In der Nachbarschaft der Familie Jürgens wohnten am Bachplatz damals die Böckmanns. Vater Heinrich war der erste Vorsitzende des Ruderclubs, Sohn Rainer war ein Freund von Helmut. Auch Mitschüler animierten ihn, sich mal im Boot zu versuchen. Also gab „Auge“, wie ihn seit Kindheitstagen fast alle nennen, den Radsport auf und sollte zunächst einen Leichtgewichts-Vierer als Steuermann lenken. Doch Helmut Jürgens war zu schwer, also griff er selbst zu den Ruderriemen. Und überhaupt: „Ich mochte schon in jener Zeit die soziale Atmosphäre im Club, etwa durch die Hüttenfahrten ins Sauerland.“ Für den damals 16-Jährigen war dann die Goldmedaille des Deutschland-Achters 1960 in Rom eine Initialzündung. Vor allem der legendäre Trainer Karl Adam aus Vorhalle inspirierte ihn.
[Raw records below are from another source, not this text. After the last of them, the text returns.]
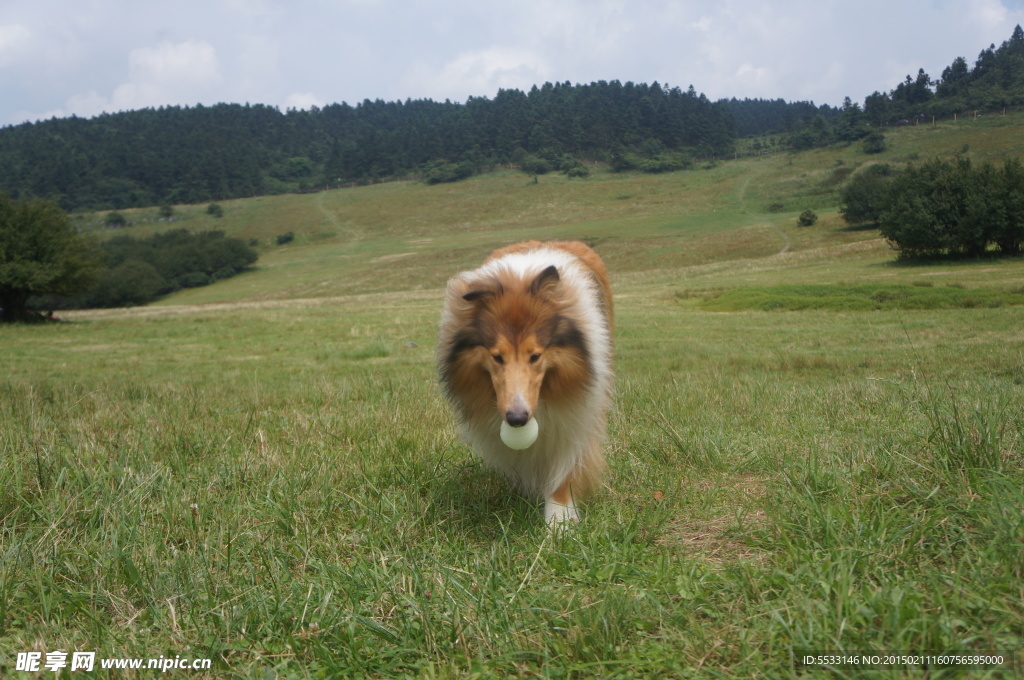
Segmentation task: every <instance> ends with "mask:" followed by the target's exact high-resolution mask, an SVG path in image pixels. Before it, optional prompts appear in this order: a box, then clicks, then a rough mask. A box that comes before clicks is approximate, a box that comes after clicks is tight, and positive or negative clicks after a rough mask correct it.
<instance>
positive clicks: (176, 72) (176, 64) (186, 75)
mask: <svg viewBox="0 0 1024 680" xmlns="http://www.w3.org/2000/svg"><path fill="white" fill-rule="evenodd" d="M128 63H129V75H130V76H131V80H132V83H137V84H144V85H154V86H157V87H159V88H161V89H177V88H181V87H184V88H191V87H195V86H201V87H205V86H207V85H211V84H215V83H217V82H219V81H220V72H219V68H218V65H217V51H216V50H215V49H214V48H213V45H211V44H210V43H208V42H204V41H193V40H187V41H185V42H182V43H177V44H174V43H169V42H164V43H161V44H160V45H158V46H157V47H143V48H140V49H133V50H132V51H131V53H130V54H129V55H128Z"/></svg>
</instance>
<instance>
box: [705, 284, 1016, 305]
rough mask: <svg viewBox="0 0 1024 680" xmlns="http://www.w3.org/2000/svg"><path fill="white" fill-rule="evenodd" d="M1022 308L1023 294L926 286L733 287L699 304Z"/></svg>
mask: <svg viewBox="0 0 1024 680" xmlns="http://www.w3.org/2000/svg"><path fill="white" fill-rule="evenodd" d="M1006 305H1024V293H1019V292H1018V293H1015V292H1010V291H997V290H991V289H984V288H972V289H970V290H968V289H966V288H948V287H938V288H935V287H932V286H931V285H930V284H929V285H920V284H919V285H915V286H903V285H891V284H890V285H886V284H870V285H864V286H829V285H817V286H766V287H761V288H735V289H732V290H729V291H725V292H723V293H720V294H718V295H715V296H714V297H711V298H707V299H703V300H701V302H700V307H701V308H702V309H707V310H709V311H740V310H744V309H760V310H762V311H773V310H788V311H799V310H802V309H822V310H828V311H868V310H872V309H973V308H975V307H991V308H997V307H1002V306H1006Z"/></svg>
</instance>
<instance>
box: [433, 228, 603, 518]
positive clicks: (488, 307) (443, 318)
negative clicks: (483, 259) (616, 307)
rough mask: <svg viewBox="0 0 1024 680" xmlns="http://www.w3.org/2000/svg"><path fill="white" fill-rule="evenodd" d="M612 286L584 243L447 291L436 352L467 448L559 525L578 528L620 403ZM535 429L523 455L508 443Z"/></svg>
mask: <svg viewBox="0 0 1024 680" xmlns="http://www.w3.org/2000/svg"><path fill="white" fill-rule="evenodd" d="M611 329H612V308H611V288H610V286H609V283H608V274H607V272H606V271H605V268H604V263H603V262H602V261H601V258H600V257H598V255H597V253H595V252H594V251H593V250H591V249H590V248H588V247H587V246H585V245H584V244H582V243H577V242H551V243H541V242H538V241H530V242H526V243H520V244H516V245H514V246H509V247H507V248H503V249H501V250H497V251H495V252H494V253H492V254H490V256H489V257H488V258H487V259H486V260H485V261H484V263H483V264H482V265H481V266H480V267H478V268H476V269H473V270H472V271H464V272H462V273H460V274H457V275H456V277H454V278H453V279H452V280H451V281H450V282H449V285H447V290H446V292H445V297H444V309H443V311H442V313H441V321H440V331H439V335H438V343H437V368H438V371H439V373H440V378H441V384H442V387H443V390H444V393H445V396H446V397H447V399H449V401H450V402H451V405H452V407H453V408H454V410H455V412H456V415H457V418H458V421H459V429H460V433H461V434H462V436H463V438H464V439H465V440H466V442H467V443H468V444H470V445H471V447H472V448H473V449H474V450H475V451H476V452H477V453H478V454H479V456H480V457H481V458H482V459H483V460H484V461H485V462H487V463H488V464H490V465H493V466H494V467H496V468H498V469H499V470H501V471H502V472H504V473H505V474H506V475H507V476H508V477H509V478H510V479H511V480H512V481H513V482H515V483H516V484H518V485H519V486H520V487H521V488H522V490H523V491H524V492H525V493H527V494H530V495H537V496H540V497H543V498H544V501H545V503H544V515H545V519H546V520H547V521H548V523H549V524H552V525H556V524H560V523H561V522H564V521H575V520H577V519H578V518H579V516H578V513H577V505H575V501H577V500H578V499H579V498H580V497H581V496H583V495H584V494H586V493H587V492H588V491H589V490H591V488H593V486H594V485H595V484H596V483H598V481H599V480H600V477H601V474H602V473H603V471H604V467H605V464H604V452H603V449H602V445H603V439H604V430H605V418H606V415H607V411H608V408H609V405H610V399H611V378H612V375H611ZM531 419H536V421H537V425H538V426H539V433H538V435H537V439H536V441H534V443H532V444H531V445H528V447H527V448H525V449H523V450H521V451H516V450H513V449H511V448H509V447H508V445H506V444H505V443H504V442H503V440H502V436H501V434H500V430H501V428H502V421H506V422H507V423H508V425H509V426H511V427H513V428H518V427H522V426H524V425H526V424H527V423H529V421H530V420H531Z"/></svg>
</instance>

Als dann 1962 nach der WM in Luzern ein Herdecker Achter mit Helmut Jürgens und Klaus Walkenhorst (der spätere Stadtdirektor Herdeckes und Leiter des Olympiastützpunktes wurde 1964 sein Trainer) in Dortmund ein Boot mit Essener Erfolgsruderern und Olympiasiegern schlug, war der sportliche Ehrgeiz endgültig geweckt. „Auge“ trat in der Folge für viele Vereine an. 1966 wurde er als erster Herdecker Ruderer für die Nationalmannschaft nominiert – weitere sollten folgen. Als Ersatzmann für den Deutschland-Achter schaffte es Helmut Jürgens nicht als Sportler zur WM 1966 nach Bled (Slowenien). „Ich bin dennoch hingefahren. Und nachdem unser Boot erfolgreich durchs Ziel gefahren war, habe ich meiner Frau Gerhild vor Ort einen Heiratsantrag gemacht.“ Die olympischen Spiele 1972 in München rückten immer mehr ins Blickfeld, Jürgens bereitete sich mit Klaus Walkenhorst und Karl Adam („Er war so eine Art Vaterfigur für mich“) vor. Doch das Studium für Medizinische Elektrotechnik in Berlin war ihm wie auch der Familie wichtiger. „Als Aktiver hat mir der letzte Schritt nach ganz oben gefehlt. Sport bedeutete für mich zunehmend eher Spaß.“ Auch und gerade in der Heimat.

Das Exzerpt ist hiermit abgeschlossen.